Bruce R. Donald | |
---|---|
Born | 1958 |
Nationality | American |
Alma mater | Yale MIT |
Awards | Presidential Young Investigator Award Guggenheim Fellowship Fellow of the ACM Fellow of the IEEE Fellow of the AAAS |
Scientific career | |
Fields | Computational Biology Computer Science Computational Chemistry Molecular Design Robotics Nanotechnology |
Institutions | Harvard University Cornell University Stanford University Interval Research Dartmouth College Duke University |
Thesis | Error Detection and Recovery for Robot Motion Planning with Uncertainty (1987) |
Doctoral advisor | Tomás Lozano-Pérez |
Bruce Randall Donald (born 1958) is an American computer scientist and computational biologist. He is the James B. Duke Professor of Computer Science and Biochemistry at Duke University. He has made numerous contributions to several fields in Computer Science such as robotics, Microelectromechanical Systems (MEMS), Geometric & physical algorithms and computational geometry, as well as in areas of Structural Molecular Biology & Biochemistry such as Protein design, Protein Structure Determination and Computational Chemistry.
Donald received a B.A. summa cum laude in Russian Language and Literature from Yale University in 1980. After working at the Laboratory for Computer Graphics and Spatial Analysis in the Graduate School of Design at Harvard University, he then attended MIT EECS, where he received his S.M. in EECS (1984) and Ph.D. in Computer Science (1987) under the supervision of professor Tomás Lozano-Pérez in the MIT AI Lab (Artificial Intelligence Laboratory). [1] He joined the Cornell University Department of Computer Science as an assistant professor in 1987.
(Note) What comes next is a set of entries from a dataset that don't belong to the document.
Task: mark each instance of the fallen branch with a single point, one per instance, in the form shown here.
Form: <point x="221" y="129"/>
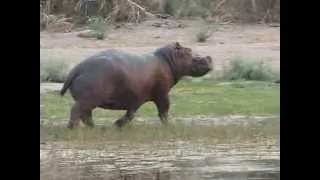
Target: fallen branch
<point x="141" y="8"/>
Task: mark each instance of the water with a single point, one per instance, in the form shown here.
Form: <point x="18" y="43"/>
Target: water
<point x="175" y="160"/>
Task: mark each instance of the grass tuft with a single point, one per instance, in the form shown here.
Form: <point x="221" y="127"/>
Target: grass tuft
<point x="53" y="71"/>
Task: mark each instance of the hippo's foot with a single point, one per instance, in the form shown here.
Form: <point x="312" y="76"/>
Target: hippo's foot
<point x="89" y="124"/>
<point x="70" y="126"/>
<point x="119" y="123"/>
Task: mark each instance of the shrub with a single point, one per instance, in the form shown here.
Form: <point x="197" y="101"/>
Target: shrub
<point x="240" y="69"/>
<point x="203" y="35"/>
<point x="99" y="26"/>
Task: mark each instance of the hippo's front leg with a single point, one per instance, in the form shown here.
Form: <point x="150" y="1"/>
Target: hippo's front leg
<point x="163" y="104"/>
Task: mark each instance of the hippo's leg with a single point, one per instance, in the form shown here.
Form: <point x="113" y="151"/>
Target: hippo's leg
<point x="86" y="118"/>
<point x="125" y="118"/>
<point x="163" y="105"/>
<point x="74" y="116"/>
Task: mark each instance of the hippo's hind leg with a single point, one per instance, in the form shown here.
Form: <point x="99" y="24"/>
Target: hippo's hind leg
<point x="130" y="114"/>
<point x="86" y="118"/>
<point x="163" y="105"/>
<point x="74" y="116"/>
<point x="80" y="111"/>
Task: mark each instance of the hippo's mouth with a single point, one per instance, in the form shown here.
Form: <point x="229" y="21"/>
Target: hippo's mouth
<point x="200" y="66"/>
At Cornell, Donald received tenure in 1993, and served as associate professor of computer science at Cornell University until 1998. While on sabbatical at Stanford University (1994-1996), he worked at Paul Allen's research & development and technology incubator Interval Research Corporation (1995-1997), where he and Tom Ngo co-invented Embedded Constraint Graphics. [2] [3] After moving to Dartmouth, Donald was the Joan P. and Edward J. Foley Jr 1933 Professor of Computer Science, Dartmouth College until 2006 when he moved to Duke University. Currently Donald is the James B. Duke Professor of Computer Science, Chemistry, and Biochemistry, in the Trinity College of Arts and Sciences at Duke University and in the School of Medicine, Duke University Medical Center. Donald was appointed William and Sue Gross Professor from 2006 to 2012, and was named James B. Duke Professor in 2012. [4]
He is a fellow of the Association for Computing Machinery (ACM) and a fellow of the IEEE. Previously, he was a Guggenheim Fellow (2001–2002) and received a National Science Foundation Presidential Young Investigator Award (1989–1994). In 2015, Donald was elected a fellow of the American Association for the Advancement of Science (AAAS), for contributions to computational molecular biology. [5]
Donald's early research was in the field of robotic motion planning and distributed manipulation. [6] Later he has made numerous contributions to MEMS and Micro-robotics, and designed MEMS micro-robots with dimensions of 60 μm by 250 μm by 10 μm. [7]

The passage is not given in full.